Ativação de apps de banco. Apps bancários são vinculados ao dispositivo por segurança. Quando você instala o app de banco no celular novo, não é só logar: você precisa passar por um processo de ativação que pode exigir senha, código SMS, biometria e, em alguns casos, ligar para o banco. Isso não é problema, mas precisa ser planejado.

Progresso de jogos. Jogos que não usam conta do Google Play Games ou Apple Game Center salvam progresso só localmente. Trocar de celular significa perder esse progresso, sem recuperação possível.

Configurações de apps específicos. Filtros, preferências, listas personalizadas, notificações configuradas individualmente: tudo isso fica no aparelho. Não é tragédia, mas é tempo que você vai gastar reconfigurando.

Documentos e arquivos locais. Fotos baixadas de conversas de WhatsApp que não estão no rolo da câmera, arquivos de PDF que vieram por e-mail e ficaram salvos localmente, anotações em apps que não sincronizam com nuvem: tudo isso fica no aparelho e precisa ser transferido manualmente.
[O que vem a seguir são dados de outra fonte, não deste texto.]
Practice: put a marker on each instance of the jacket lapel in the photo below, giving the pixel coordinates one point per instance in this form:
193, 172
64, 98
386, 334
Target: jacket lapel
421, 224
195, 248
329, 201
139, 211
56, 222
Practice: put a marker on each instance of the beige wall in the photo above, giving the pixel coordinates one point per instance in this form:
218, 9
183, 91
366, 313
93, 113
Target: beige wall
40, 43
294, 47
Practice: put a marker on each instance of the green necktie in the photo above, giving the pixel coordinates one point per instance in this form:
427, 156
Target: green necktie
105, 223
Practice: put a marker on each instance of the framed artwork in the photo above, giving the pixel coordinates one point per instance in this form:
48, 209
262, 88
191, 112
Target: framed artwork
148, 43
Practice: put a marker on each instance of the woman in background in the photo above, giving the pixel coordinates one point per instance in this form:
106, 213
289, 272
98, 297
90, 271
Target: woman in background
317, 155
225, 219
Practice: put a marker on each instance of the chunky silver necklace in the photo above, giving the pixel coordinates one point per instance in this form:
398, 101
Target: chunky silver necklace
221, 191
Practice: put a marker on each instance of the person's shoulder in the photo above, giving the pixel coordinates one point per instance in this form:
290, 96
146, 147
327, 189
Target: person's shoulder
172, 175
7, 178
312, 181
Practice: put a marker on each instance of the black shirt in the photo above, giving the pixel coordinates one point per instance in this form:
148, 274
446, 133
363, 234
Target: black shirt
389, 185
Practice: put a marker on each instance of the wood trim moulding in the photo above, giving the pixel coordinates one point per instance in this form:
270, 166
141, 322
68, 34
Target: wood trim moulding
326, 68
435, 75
Antes de começar: o inventário do que precisa ser transferido

Antes de qualquer ação técnica, faça o inventário. Percorra mentalmente, ou literalmente abrindo cada app, tudo que você usa no celular e classifique por categoria. A tabela abaixo é o ponto de partida.

Categoria Onde fica Backup automático? O que fazer
Fotos e vídeos Google Fotos ou iCloud Fotos Sim, se sincronização ativa Verificar se 100% sincronizou
WhatsApp Google Drive ou iCloud Parcial (depende de configuração) Ativar backup e aguardar conclusão
Contatos Google Contacts ou iCloud Sim, se conta configurada Confirmar sincronização ativa
E-mails Servidor (Gmail, Outlook etc.) Sim (estão na nuvem) Só fazer login no celular novo
Calendário Google Calendar ou iCloud Sim Só fazer login no celular novo
Autenticadores 2FA Só no aparelho (por padrão) NÃO Migrar manualmente antes de trocar
Apps de banco Vinculados ao dispositivo NÃO Planejar reativação no celular novo
Senhas Gerenciador de senhas ou navegador Depende do app Confirmar sincronização ou exportar
Documentos locais Armazenamento interno NÃO Transferir manualmente via cabo ou nuvem
Progresso de jogos Servidor ou local Depende do jogo Verificar se o jogo usa conta

O que separa uma troca tranquila de uma troca estressante é exatamente essa etapa. As pessoas pulam o inventário porque parece burocrático, e depois descobrem o que estava faltando na hora errada.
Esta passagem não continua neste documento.